E proprio in queste conversazioni, che secondo gli inquirenti si celerebbero i loschi traffici ed il clima di omertà che avvolge la comitiva. Un gruppo di ragazzi ben organizzato e scaltro e con dimestichezza nell’utilizzo della tecnologia informatica al fine di eludere le indagini ed inquinare le prove raccolte dagli investigatori. Un rebus che però è stato risolto dal sostituto procuratore Nadia Plastina, che ha ripercorso tutte le fila del giallo e che sta cercando di ricostruire nel processo dei passaggi delineati nell’informativa depositata nell’ultima udienza.

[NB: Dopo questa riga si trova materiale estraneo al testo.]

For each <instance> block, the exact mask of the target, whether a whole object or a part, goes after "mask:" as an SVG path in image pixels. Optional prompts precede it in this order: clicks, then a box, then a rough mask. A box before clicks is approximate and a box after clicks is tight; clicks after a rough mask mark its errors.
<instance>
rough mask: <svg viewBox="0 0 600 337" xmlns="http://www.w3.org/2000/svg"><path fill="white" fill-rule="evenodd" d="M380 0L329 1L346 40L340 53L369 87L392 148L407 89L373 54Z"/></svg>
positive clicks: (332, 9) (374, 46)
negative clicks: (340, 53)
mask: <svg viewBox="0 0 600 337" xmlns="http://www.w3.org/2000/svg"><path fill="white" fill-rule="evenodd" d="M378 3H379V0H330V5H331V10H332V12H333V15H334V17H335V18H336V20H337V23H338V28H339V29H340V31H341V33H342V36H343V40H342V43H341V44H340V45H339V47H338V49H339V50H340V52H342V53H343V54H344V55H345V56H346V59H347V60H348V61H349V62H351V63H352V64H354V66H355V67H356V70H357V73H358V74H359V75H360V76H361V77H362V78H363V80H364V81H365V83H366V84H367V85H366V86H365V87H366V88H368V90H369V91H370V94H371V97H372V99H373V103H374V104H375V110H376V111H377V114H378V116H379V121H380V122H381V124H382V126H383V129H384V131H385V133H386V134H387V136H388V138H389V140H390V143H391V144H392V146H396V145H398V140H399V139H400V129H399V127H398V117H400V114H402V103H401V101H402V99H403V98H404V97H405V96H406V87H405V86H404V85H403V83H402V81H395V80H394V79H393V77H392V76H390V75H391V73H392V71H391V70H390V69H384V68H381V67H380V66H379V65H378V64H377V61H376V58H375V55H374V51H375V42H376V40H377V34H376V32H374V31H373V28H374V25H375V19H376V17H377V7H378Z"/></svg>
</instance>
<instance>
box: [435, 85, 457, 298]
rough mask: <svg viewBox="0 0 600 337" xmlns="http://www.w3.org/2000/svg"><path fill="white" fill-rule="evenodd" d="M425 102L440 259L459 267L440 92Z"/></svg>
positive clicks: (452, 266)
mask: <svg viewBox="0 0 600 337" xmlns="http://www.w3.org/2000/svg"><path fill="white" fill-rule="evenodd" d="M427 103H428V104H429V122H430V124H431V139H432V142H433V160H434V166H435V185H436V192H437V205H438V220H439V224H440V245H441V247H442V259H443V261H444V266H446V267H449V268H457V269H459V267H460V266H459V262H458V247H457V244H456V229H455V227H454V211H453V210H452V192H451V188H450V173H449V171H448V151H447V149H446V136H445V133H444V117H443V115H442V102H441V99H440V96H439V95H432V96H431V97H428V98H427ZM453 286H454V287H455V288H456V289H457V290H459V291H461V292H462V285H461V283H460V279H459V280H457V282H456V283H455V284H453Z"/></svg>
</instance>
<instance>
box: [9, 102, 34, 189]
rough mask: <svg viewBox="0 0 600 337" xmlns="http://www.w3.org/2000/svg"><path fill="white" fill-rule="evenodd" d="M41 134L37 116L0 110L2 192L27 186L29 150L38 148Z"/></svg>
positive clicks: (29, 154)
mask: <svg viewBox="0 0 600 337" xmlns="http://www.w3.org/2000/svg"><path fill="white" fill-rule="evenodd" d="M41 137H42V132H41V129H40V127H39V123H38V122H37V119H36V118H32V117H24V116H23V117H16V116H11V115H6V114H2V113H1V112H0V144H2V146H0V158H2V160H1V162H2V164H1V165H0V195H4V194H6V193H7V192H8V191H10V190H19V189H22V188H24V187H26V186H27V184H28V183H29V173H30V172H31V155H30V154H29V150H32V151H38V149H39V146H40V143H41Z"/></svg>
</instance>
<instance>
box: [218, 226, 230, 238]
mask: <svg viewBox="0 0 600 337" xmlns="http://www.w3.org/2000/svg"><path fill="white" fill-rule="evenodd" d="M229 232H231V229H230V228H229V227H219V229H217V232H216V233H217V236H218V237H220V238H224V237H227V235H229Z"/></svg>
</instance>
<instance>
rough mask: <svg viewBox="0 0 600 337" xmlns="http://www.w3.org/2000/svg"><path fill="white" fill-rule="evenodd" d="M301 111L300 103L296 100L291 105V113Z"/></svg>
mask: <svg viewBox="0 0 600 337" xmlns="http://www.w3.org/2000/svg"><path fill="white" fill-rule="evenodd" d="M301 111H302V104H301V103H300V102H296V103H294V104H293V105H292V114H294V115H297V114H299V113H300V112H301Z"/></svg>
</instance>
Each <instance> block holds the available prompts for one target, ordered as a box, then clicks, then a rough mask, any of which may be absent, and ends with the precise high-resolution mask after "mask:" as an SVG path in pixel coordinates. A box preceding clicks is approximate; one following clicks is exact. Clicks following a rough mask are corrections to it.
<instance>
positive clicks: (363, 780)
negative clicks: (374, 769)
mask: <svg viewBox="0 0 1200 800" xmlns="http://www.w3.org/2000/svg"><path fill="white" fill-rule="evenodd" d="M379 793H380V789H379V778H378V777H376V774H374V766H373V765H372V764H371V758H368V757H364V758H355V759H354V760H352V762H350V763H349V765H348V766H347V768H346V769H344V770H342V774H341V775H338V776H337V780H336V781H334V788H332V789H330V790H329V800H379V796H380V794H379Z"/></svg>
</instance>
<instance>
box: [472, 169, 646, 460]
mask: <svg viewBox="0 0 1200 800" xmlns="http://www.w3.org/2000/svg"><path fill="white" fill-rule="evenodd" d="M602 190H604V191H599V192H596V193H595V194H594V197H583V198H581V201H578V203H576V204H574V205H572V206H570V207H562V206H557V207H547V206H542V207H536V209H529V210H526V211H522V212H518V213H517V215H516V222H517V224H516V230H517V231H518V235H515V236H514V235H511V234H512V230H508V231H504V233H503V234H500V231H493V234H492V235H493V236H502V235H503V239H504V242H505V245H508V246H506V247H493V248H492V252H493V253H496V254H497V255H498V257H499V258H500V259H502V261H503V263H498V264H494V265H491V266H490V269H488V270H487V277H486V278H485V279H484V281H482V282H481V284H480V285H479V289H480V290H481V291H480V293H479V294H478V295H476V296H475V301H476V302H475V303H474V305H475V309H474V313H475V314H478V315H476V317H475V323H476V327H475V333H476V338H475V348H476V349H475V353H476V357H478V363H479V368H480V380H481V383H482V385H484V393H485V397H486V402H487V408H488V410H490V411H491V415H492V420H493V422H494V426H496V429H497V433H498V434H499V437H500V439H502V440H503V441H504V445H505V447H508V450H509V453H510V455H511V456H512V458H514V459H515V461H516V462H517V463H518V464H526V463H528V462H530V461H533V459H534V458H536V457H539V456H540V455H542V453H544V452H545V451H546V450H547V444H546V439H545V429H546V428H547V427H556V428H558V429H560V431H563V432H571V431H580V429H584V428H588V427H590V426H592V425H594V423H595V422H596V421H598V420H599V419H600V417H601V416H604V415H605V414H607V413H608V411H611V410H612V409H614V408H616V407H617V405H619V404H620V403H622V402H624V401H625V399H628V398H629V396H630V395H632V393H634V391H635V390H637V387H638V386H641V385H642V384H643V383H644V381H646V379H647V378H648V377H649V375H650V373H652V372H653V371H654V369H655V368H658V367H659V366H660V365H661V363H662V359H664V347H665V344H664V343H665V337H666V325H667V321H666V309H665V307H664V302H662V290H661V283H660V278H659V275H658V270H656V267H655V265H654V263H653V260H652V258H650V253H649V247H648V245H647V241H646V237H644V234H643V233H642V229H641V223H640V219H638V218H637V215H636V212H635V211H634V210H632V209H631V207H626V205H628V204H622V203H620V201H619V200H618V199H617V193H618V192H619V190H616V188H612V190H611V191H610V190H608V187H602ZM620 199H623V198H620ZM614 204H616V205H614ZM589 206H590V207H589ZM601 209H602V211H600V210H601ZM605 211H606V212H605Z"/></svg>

«Ho studiato parecchio i cellulari in questi annetti. Ho capito come funzionano le cose e come gestirmi un cellulare, ovvero dove tappare e dove lasciare aperto», scrive Giovanni Princi, ad una settimana dall’omicidio del suo amico Luca Sacchi, che è rimbalzato ad una serie di numeri telefonini di destinatari sconosciuti, che lo stesso Princi, per tutelare la loro identità non aveva mai registrato in rubrica, ma che conosceva a memoria.
Finito sotto la lente degli inquirenti infatti, ha dismesso il vecchio numero per utilizzare un’utenza intestata ad una testa di legno bengalese. Conversazioni che hanno aperto scenari sconvolgenti come la gestione delle piazze di spaccio gestite dalla Camorra e dalla Ndrangheta.